The SG was designed in such a way to give better fret access than the earlier Les Paul. The neck is not mounted as deep into the body as is with the Les Paul. This design gives it a few problems. The neck joint on SG models is very weak compared to Les Pauls or even bolt on guitars. This weak neck joint makes some SG's prone to going out of tune. With the neck mounted so far out on the body and the body being so thin and light, SG's are prone to neck dive. When playing an SG standing up you may find yourself holding up the neck due to this awkward balance between the neck and the body. The ebony fretboard on this model is very smooth and fun to play on. No fret markers give a clean look but it may be harder for some people to get around on the neck without them. There are still fretmarkers on the side of the neck.


This guitar has the classic EMG setup with an 81 in the bridge and an 85 in the neck. This setup makes the guitar a metal machine. The 81 in the bridge gives great high end bite and will retain clarity even with the lowest tunings. The SG naturally has more high end bite than a Les Paul and the 81 gives it even more bite and output for metal. THe 85 in the neck is great for leads and it is also good in the bridge too. With EMG's you get their quick connect wire setup which allows you to easily switch between other EMG pickups with out and soldering. So you can switch the pickups around in this guitar and see what you like best. The 85 in the bridge gives a huge thick tone. Also with EMG's you can do the 18v mod to them to get a more natural or organic sound out of them. This greatly improves the clean sound also because stock EMG's give a generally cold or sterile sounding clean tone.

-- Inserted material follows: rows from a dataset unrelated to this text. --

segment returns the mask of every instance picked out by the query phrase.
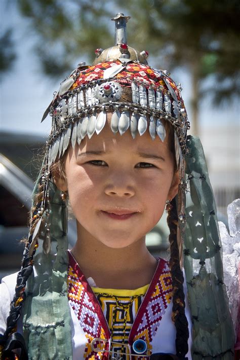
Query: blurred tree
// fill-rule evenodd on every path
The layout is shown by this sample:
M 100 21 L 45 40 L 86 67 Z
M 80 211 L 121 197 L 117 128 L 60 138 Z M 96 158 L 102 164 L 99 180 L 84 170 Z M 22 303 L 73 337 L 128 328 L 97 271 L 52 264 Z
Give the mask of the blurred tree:
M 0 75 L 10 70 L 16 58 L 12 29 L 9 28 L 0 36 Z
M 18 0 L 17 4 L 31 20 L 43 70 L 50 76 L 66 75 L 81 61 L 81 55 L 88 54 L 91 60 L 96 47 L 111 46 L 113 24 L 109 19 L 121 9 L 133 17 L 128 24 L 131 46 L 150 51 L 158 68 L 185 66 L 190 72 L 194 133 L 198 133 L 203 95 L 211 92 L 214 103 L 219 104 L 240 94 L 238 0 L 116 0 L 114 4 Z M 212 88 L 203 81 L 210 77 Z
M 162 61 L 157 66 L 167 66 L 168 69 L 184 66 L 190 72 L 191 128 L 198 133 L 198 107 L 203 95 L 210 93 L 213 103 L 219 104 L 240 95 L 240 3 L 238 0 L 120 2 L 129 13 L 135 14 L 134 22 L 129 24 L 133 26 L 131 33 L 139 31 L 142 34 L 143 29 L 147 30 L 144 39 L 148 39 L 148 49 Z M 209 88 L 203 81 L 210 76 L 214 85 Z

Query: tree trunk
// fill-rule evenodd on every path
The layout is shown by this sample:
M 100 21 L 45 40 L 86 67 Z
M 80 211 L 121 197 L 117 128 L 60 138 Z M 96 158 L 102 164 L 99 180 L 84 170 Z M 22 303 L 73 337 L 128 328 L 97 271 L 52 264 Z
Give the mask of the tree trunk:
M 196 60 L 191 66 L 191 119 L 190 119 L 191 133 L 192 135 L 199 136 L 199 64 Z

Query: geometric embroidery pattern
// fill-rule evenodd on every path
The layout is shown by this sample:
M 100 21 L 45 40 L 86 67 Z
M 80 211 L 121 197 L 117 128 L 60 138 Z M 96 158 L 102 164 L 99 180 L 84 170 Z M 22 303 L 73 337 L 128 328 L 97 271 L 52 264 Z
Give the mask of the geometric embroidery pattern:
M 99 294 L 99 302 L 98 301 L 70 253 L 69 259 L 67 278 L 68 301 L 86 337 L 87 342 L 84 357 L 91 360 L 106 360 L 108 358 L 108 353 L 107 352 L 95 352 L 91 349 L 91 343 L 94 338 L 110 339 L 111 334 L 106 318 L 108 318 L 109 320 L 111 316 L 112 316 L 110 314 L 112 311 L 110 308 L 111 307 L 113 309 L 114 305 L 111 300 L 108 301 L 106 299 L 105 307 L 102 303 L 101 304 L 103 308 L 102 309 L 100 304 L 101 301 L 103 301 L 101 295 L 103 296 L 103 294 Z M 150 355 L 153 338 L 156 334 L 168 305 L 171 303 L 172 297 L 172 278 L 169 266 L 167 261 L 159 259 L 155 273 L 143 300 L 141 298 L 141 300 L 137 300 L 138 301 L 138 305 L 136 305 L 135 304 L 135 310 L 133 312 L 133 309 L 132 309 L 127 314 L 127 318 L 130 328 L 131 325 L 130 323 L 132 323 L 131 318 L 133 320 L 130 333 L 128 331 L 129 334 L 128 343 L 130 345 L 132 345 L 135 340 L 141 339 L 146 341 L 148 349 L 148 355 Z M 124 302 L 124 299 L 122 300 Z M 127 301 L 127 299 L 125 300 Z M 137 310 L 137 313 L 136 316 L 135 311 L 137 307 L 138 310 Z M 103 310 L 104 313 L 106 313 L 104 314 Z M 109 317 L 107 316 L 106 311 L 108 311 Z M 117 319 L 119 322 L 120 333 L 121 322 L 123 316 L 123 313 L 121 311 L 117 314 Z M 134 319 L 135 316 L 136 317 Z M 111 328 L 111 324 L 109 323 L 109 325 Z M 113 333 L 112 335 L 115 337 L 116 333 Z M 126 339 L 123 337 L 121 338 L 121 335 L 119 336 L 116 336 L 116 340 L 118 341 L 121 340 L 122 343 L 125 342 Z M 108 349 L 107 345 L 106 344 L 107 346 L 105 348 L 106 350 Z M 136 360 L 137 358 L 139 360 L 146 359 L 146 357 L 143 358 L 140 355 L 137 358 L 135 355 L 134 359 Z
M 154 284 L 154 281 L 151 283 L 154 287 L 150 292 L 150 299 L 146 299 L 146 297 L 144 298 L 132 328 L 129 336 L 131 344 L 138 339 L 141 339 L 146 342 L 149 349 L 151 348 L 152 339 L 171 302 L 172 285 L 170 268 L 167 262 L 163 259 L 161 262 L 162 264 L 164 262 L 161 274 L 158 274 L 156 283 Z M 138 321 L 139 317 L 141 319 L 140 321 Z
M 119 296 L 96 293 L 111 332 L 112 341 L 128 344 L 129 334 L 145 294 L 134 296 Z M 114 344 L 111 350 L 121 351 L 122 347 Z M 123 359 L 128 358 L 123 355 Z
M 70 265 L 68 266 L 67 285 L 69 303 L 78 319 L 87 340 L 84 357 L 107 359 L 108 356 L 105 354 L 97 353 L 92 350 L 91 342 L 94 338 L 107 339 L 108 337 L 101 326 L 102 321 L 94 301 L 90 299 L 87 289 Z

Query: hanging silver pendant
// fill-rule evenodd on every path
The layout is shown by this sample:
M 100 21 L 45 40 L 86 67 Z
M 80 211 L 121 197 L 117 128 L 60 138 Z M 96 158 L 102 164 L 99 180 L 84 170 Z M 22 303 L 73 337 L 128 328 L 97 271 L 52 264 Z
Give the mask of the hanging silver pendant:
M 43 243 L 43 250 L 44 253 L 47 255 L 50 252 L 51 250 L 51 237 L 50 232 L 49 230 L 46 231 L 45 236 L 44 237 L 44 242 Z
M 125 69 L 126 66 L 123 66 L 123 65 L 115 65 L 114 66 L 111 66 L 111 67 L 108 67 L 108 69 L 106 69 L 103 71 L 103 79 L 109 79 L 113 76 L 115 76 L 117 74 L 123 71 Z
M 133 138 L 135 139 L 138 132 L 138 115 L 137 113 L 132 114 L 130 120 L 130 131 Z
M 67 116 L 67 104 L 65 99 L 63 99 L 61 100 L 59 104 L 59 119 L 61 122 L 65 120 Z M 57 107 L 58 109 L 59 106 Z
M 148 89 L 148 104 L 151 109 L 155 109 L 156 99 L 155 98 L 155 91 L 153 89 Z
M 67 113 L 68 115 L 71 115 L 72 114 L 71 96 L 70 96 L 67 100 Z
M 58 95 L 61 96 L 63 95 L 63 94 L 65 94 L 65 93 L 70 89 L 74 82 L 74 80 L 73 78 L 69 78 L 69 79 L 67 79 L 66 80 L 63 81 L 60 85 L 59 90 L 58 91 Z
M 65 152 L 68 148 L 69 145 L 70 139 L 71 138 L 71 132 L 72 130 L 71 124 L 69 125 L 68 128 L 64 134 L 64 138 L 63 139 L 63 145 L 62 147 L 62 155 L 64 154 Z
M 67 130 L 64 130 L 64 131 L 62 133 L 62 136 L 63 136 L 63 142 L 62 142 L 62 156 L 63 156 L 63 155 L 64 155 L 64 152 L 65 150 L 65 148 L 66 146 L 66 143 L 67 142 L 67 138 L 66 138 Z
M 156 118 L 152 115 L 150 117 L 149 133 L 152 140 L 154 140 L 156 137 Z
M 88 88 L 86 92 L 86 103 L 87 106 L 92 106 L 92 89 Z
M 84 118 L 83 122 L 82 123 L 81 130 L 80 131 L 80 134 L 82 139 L 84 139 L 85 137 L 87 132 L 88 131 L 88 125 L 89 122 L 89 118 L 88 116 L 85 116 Z
M 76 140 L 78 145 L 82 141 L 82 136 L 81 136 L 81 127 L 82 127 L 82 122 L 83 121 L 82 119 L 80 119 L 77 123 L 77 128 L 76 129 Z
M 43 220 L 43 218 L 42 217 L 40 218 L 35 227 L 35 229 L 34 229 L 33 233 L 32 234 L 32 241 L 29 246 L 29 250 L 28 253 L 28 256 L 29 257 L 31 256 L 32 254 L 32 251 L 34 250 L 35 245 L 36 244 L 36 242 L 37 241 L 41 224 L 42 223 L 43 224 L 44 222 L 44 220 Z
M 138 86 L 135 83 L 132 83 L 132 97 L 133 102 L 135 104 L 138 104 L 139 102 L 139 92 L 138 90 Z
M 160 119 L 156 119 L 156 133 L 163 142 L 165 139 L 166 136 L 166 133 L 165 131 L 165 128 L 164 127 L 163 123 L 162 122 Z
M 173 113 L 175 115 L 175 118 L 179 121 L 181 121 L 180 119 L 180 112 L 178 106 L 178 103 L 176 101 L 173 101 Z
M 96 122 L 96 132 L 98 135 L 100 131 L 103 129 L 104 127 L 105 124 L 106 123 L 106 120 L 107 118 L 107 116 L 106 114 L 106 111 L 103 108 L 98 115 L 98 116 Z
M 52 165 L 52 163 L 53 162 L 53 145 L 48 149 L 48 162 L 49 165 Z
M 168 115 L 171 115 L 171 99 L 168 94 L 164 95 L 164 105 L 165 106 L 165 112 Z
M 138 120 L 138 130 L 140 136 L 143 135 L 147 128 L 147 121 L 145 115 L 140 115 Z
M 118 122 L 118 130 L 120 135 L 123 135 L 129 127 L 130 119 L 128 110 L 124 110 L 120 116 Z
M 89 121 L 88 122 L 88 128 L 87 130 L 88 136 L 90 139 L 91 139 L 94 132 L 95 132 L 96 120 L 97 117 L 96 116 L 96 113 L 94 113 L 89 118 Z
M 119 110 L 115 110 L 112 115 L 110 126 L 112 132 L 116 134 L 118 131 L 118 122 L 121 116 Z
M 178 169 L 180 160 L 181 149 L 179 145 L 179 141 L 177 134 L 174 132 L 174 145 L 175 148 L 176 162 L 177 163 L 177 168 Z
M 84 92 L 83 90 L 81 90 L 77 94 L 77 106 L 79 110 L 85 106 Z
M 62 132 L 62 134 L 61 135 L 61 139 L 60 139 L 60 143 L 59 145 L 59 150 L 58 150 L 58 158 L 60 159 L 61 155 L 62 155 L 62 147 L 63 145 L 63 139 L 64 138 L 64 132 Z
M 167 87 L 169 91 L 169 92 L 170 93 L 172 97 L 173 98 L 174 100 L 175 100 L 175 101 L 178 101 L 178 98 L 177 97 L 177 95 L 176 94 L 175 92 L 174 91 L 174 89 L 171 86 L 170 83 L 169 82 L 169 80 L 167 78 L 166 78 L 165 77 L 163 77 L 163 79 L 164 81 L 164 82 L 167 85 Z
M 74 150 L 74 148 L 75 147 L 75 145 L 76 143 L 76 130 L 77 129 L 77 123 L 75 123 L 73 127 L 72 128 L 72 136 L 71 138 L 71 142 L 72 144 L 72 148 L 73 150 Z
M 92 89 L 92 102 L 93 102 L 93 105 L 97 105 L 98 104 L 99 102 L 99 100 L 97 99 L 96 97 L 96 94 L 97 94 L 97 91 L 98 89 L 98 85 L 96 85 L 96 86 L 94 86 L 93 88 Z
M 55 162 L 57 158 L 58 153 L 58 150 L 59 149 L 60 141 L 60 137 L 58 136 L 57 140 L 55 140 L 54 145 L 53 146 L 53 162 Z
M 72 99 L 72 113 L 75 114 L 77 111 L 77 95 L 74 94 Z
M 142 106 L 147 105 L 147 93 L 146 89 L 142 85 L 139 86 L 139 101 Z
M 156 109 L 163 110 L 163 93 L 159 90 L 156 91 Z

Gibson had a good thing going when they started putting EMG's in their metal guitars. They still put EMG's in some models but not on the Gothic guitars for some reason. I guess they want to showcase their own Gibson branded active pickups. Most guitarists are afraid of change and I bet they would sell more if they still had the EMG's everyone knows and loves still in them. If you are looking for an SG to play heavy music with there is not an SG heavier than the SG Gothic 2 with EMG's.